In Custom Manufacturing & Engineering Inc v Midway Services Inc (Case 05-12906, November 21 2007), the US Court of Appeals for the Eleventh Circuit has affirmed a summary judgment ruling that there is no likelihood of confusion where the product on which a mark is affixed cannot be seen by customers.

Custom Manufacturing & Engineering Inc had agreed to design for Midway Services Inc a water-meter reading system to be installed in residential complexes. However, Midway cancelled the contract on the grounds that Custom had breached it and hired a competitor to finish the job. In the midst of litigating the resulting breach of contract action, Custom alleged:

The goods on which Custom's mark was affixed were subcomponents (circuit boards) manufactured for use in a product that was marketed to apartment complex owners and managers, but not to Custom's customers. The district court affirmed summary judgment for the defendant and Custom appealed.
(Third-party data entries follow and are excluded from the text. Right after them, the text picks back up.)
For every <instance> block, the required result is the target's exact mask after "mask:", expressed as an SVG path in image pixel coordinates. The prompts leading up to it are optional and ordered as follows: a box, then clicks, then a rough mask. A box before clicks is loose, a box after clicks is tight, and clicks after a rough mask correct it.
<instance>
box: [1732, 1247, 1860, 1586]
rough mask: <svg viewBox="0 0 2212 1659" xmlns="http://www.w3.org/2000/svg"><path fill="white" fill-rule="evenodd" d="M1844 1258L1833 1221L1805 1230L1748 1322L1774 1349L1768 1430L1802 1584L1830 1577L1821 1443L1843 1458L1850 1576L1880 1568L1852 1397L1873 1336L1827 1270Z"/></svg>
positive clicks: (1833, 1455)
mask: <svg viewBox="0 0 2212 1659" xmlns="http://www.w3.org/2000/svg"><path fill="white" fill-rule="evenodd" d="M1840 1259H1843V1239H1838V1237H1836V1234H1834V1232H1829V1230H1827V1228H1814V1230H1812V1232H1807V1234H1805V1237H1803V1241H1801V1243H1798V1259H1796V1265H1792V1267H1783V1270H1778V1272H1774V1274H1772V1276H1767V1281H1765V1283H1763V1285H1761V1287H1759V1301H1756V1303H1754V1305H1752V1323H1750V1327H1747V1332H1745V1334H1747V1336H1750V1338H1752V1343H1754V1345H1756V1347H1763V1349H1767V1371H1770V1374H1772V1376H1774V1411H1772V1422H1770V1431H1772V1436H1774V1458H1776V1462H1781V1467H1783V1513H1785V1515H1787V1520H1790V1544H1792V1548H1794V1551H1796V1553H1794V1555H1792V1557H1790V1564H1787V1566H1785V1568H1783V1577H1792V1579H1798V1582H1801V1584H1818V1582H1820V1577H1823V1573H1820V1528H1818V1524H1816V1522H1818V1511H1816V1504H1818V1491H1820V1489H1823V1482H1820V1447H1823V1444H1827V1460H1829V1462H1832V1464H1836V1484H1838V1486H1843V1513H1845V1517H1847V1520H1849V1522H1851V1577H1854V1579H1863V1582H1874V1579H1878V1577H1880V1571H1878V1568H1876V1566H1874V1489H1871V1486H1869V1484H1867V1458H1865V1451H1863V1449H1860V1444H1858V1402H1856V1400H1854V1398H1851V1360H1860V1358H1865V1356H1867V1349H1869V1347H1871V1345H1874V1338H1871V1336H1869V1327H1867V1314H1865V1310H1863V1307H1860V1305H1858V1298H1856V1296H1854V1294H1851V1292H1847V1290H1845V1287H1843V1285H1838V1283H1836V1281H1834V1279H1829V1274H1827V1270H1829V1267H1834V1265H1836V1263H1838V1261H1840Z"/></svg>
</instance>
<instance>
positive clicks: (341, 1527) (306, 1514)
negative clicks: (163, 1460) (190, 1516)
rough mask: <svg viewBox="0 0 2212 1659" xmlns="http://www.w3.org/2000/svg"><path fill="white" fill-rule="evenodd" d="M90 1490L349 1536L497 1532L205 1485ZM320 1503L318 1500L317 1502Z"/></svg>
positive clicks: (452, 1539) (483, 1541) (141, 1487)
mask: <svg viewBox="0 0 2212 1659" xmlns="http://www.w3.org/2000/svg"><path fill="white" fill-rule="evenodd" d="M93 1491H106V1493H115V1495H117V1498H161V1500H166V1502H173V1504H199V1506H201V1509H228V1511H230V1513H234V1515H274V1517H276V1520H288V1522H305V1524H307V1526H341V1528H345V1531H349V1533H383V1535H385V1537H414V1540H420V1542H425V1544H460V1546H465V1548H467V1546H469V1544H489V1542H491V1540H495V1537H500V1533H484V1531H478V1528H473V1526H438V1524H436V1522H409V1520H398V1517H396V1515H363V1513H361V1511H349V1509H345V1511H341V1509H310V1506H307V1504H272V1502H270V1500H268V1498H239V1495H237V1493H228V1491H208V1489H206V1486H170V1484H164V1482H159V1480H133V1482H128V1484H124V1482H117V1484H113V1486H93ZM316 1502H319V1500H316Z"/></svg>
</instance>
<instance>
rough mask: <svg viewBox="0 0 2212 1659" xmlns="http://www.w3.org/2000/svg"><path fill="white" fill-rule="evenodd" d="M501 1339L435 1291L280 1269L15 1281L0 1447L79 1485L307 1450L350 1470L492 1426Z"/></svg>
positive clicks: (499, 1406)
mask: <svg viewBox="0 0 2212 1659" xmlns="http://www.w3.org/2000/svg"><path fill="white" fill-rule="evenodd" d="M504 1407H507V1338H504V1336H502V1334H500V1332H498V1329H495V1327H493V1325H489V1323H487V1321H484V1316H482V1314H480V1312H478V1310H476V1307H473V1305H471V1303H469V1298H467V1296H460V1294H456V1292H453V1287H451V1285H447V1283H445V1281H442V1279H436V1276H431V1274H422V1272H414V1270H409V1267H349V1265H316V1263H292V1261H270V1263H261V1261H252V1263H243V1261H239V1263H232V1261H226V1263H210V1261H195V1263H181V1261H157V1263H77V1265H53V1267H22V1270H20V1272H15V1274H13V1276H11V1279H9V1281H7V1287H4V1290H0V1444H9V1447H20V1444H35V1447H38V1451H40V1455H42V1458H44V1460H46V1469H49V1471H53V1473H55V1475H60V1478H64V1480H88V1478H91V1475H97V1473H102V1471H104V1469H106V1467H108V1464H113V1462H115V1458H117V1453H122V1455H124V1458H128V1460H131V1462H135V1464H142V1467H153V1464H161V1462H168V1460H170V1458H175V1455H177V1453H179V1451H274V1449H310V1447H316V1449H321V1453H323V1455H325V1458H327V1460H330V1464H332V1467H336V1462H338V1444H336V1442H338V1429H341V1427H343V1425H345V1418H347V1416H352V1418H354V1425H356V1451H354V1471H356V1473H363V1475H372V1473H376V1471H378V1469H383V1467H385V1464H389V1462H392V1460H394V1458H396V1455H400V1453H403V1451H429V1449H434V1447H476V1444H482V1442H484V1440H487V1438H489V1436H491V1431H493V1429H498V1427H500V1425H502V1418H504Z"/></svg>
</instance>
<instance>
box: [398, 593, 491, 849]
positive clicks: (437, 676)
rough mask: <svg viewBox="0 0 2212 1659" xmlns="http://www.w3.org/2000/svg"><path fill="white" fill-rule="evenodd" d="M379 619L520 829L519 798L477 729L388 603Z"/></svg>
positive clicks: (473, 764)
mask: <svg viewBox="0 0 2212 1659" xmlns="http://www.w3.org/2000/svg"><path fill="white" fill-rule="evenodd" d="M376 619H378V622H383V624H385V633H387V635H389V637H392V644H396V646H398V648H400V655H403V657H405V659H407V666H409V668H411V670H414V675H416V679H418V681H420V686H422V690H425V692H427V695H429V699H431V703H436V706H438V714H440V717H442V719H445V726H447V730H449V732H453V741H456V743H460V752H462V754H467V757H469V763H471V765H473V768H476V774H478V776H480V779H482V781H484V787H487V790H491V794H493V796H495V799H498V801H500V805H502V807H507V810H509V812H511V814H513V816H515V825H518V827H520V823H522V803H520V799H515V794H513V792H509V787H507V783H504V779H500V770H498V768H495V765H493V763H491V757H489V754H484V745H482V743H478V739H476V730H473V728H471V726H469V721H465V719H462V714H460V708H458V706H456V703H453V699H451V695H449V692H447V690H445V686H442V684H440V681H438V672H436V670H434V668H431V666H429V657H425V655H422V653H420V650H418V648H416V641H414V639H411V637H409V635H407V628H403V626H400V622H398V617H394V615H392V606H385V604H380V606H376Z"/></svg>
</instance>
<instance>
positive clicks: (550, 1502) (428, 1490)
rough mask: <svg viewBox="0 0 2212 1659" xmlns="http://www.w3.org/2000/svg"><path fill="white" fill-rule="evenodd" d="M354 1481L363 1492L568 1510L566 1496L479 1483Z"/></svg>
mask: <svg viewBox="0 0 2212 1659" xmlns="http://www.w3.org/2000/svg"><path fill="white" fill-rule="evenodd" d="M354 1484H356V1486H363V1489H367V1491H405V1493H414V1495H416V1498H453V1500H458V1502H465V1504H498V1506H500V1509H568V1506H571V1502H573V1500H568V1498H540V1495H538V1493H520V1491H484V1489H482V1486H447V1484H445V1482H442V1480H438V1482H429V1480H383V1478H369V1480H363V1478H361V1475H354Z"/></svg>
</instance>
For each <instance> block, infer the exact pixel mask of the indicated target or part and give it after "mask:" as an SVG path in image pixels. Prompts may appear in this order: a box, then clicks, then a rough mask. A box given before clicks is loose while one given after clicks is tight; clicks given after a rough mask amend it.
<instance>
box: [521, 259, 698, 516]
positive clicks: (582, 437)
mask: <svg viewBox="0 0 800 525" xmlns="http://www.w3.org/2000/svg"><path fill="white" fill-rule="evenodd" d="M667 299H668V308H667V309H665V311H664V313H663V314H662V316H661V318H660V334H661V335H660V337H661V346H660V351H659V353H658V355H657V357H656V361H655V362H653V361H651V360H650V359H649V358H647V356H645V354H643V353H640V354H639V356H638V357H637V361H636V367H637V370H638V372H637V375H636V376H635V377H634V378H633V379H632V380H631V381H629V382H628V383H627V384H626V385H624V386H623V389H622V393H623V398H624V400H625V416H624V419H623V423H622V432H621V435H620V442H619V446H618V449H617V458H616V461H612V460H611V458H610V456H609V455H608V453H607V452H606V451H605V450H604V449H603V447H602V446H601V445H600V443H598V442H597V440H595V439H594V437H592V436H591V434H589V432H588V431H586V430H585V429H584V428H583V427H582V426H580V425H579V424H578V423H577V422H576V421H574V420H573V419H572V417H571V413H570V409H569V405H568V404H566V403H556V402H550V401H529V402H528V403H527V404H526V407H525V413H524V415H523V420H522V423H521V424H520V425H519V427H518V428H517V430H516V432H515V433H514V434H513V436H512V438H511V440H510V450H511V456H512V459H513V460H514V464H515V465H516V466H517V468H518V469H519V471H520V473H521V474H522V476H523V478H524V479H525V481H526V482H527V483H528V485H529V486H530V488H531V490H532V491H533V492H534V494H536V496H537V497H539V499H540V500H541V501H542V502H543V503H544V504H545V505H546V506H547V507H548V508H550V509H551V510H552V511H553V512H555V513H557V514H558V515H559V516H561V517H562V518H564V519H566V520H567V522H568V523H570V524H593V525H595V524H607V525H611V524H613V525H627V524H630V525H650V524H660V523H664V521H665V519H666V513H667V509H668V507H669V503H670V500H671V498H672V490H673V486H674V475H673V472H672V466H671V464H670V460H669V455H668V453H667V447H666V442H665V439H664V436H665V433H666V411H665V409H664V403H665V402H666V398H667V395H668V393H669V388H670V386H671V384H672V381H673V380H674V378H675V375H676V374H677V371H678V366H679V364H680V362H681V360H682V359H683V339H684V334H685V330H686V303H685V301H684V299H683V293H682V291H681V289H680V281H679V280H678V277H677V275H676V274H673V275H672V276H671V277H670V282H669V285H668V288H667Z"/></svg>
The Court of Appeals for the Eleventh Circuit stated that the issue in this case was whether there was a likelihood of confusion in the post-sale context - namely, whether Custom's or Midway's potential customers were likely to be confused as to the origin of the circuit boards. The court noted that a likelihood of confusion analysis entailed more than the mechanistic summation of the number of factors on each side; it involved an evaluation of the "overall balance".

The court held that it was unlikely that the apartment owners and managers to whom Midway sold the water-meter reading systems would remove the covers and examine the circuit boards contained therein. The court also found that third parties, such as repairmen and firemen, are not properly considered as 'customers' under the Lanham Act. Even if the court had accepted as true that such persons were customers, Custom presented no evidence of a likelihood of confusion. The court stated that recovery under the Lanham Act requires, at a minimum, that "confusion, mistake or deception be likely, not merely possible". The court went on to state that:

"[l]ike the proverbial tree falling in a forest, the unauthorized use of a trademark that is never perceived by anyone cannot be said to create a likelihood of consumer confusion."

This case stands for the proposition that trademark plaintiffs must identify the relevant customers of their products and provide evidence in the record from such customers to prove a likelihood of confusion.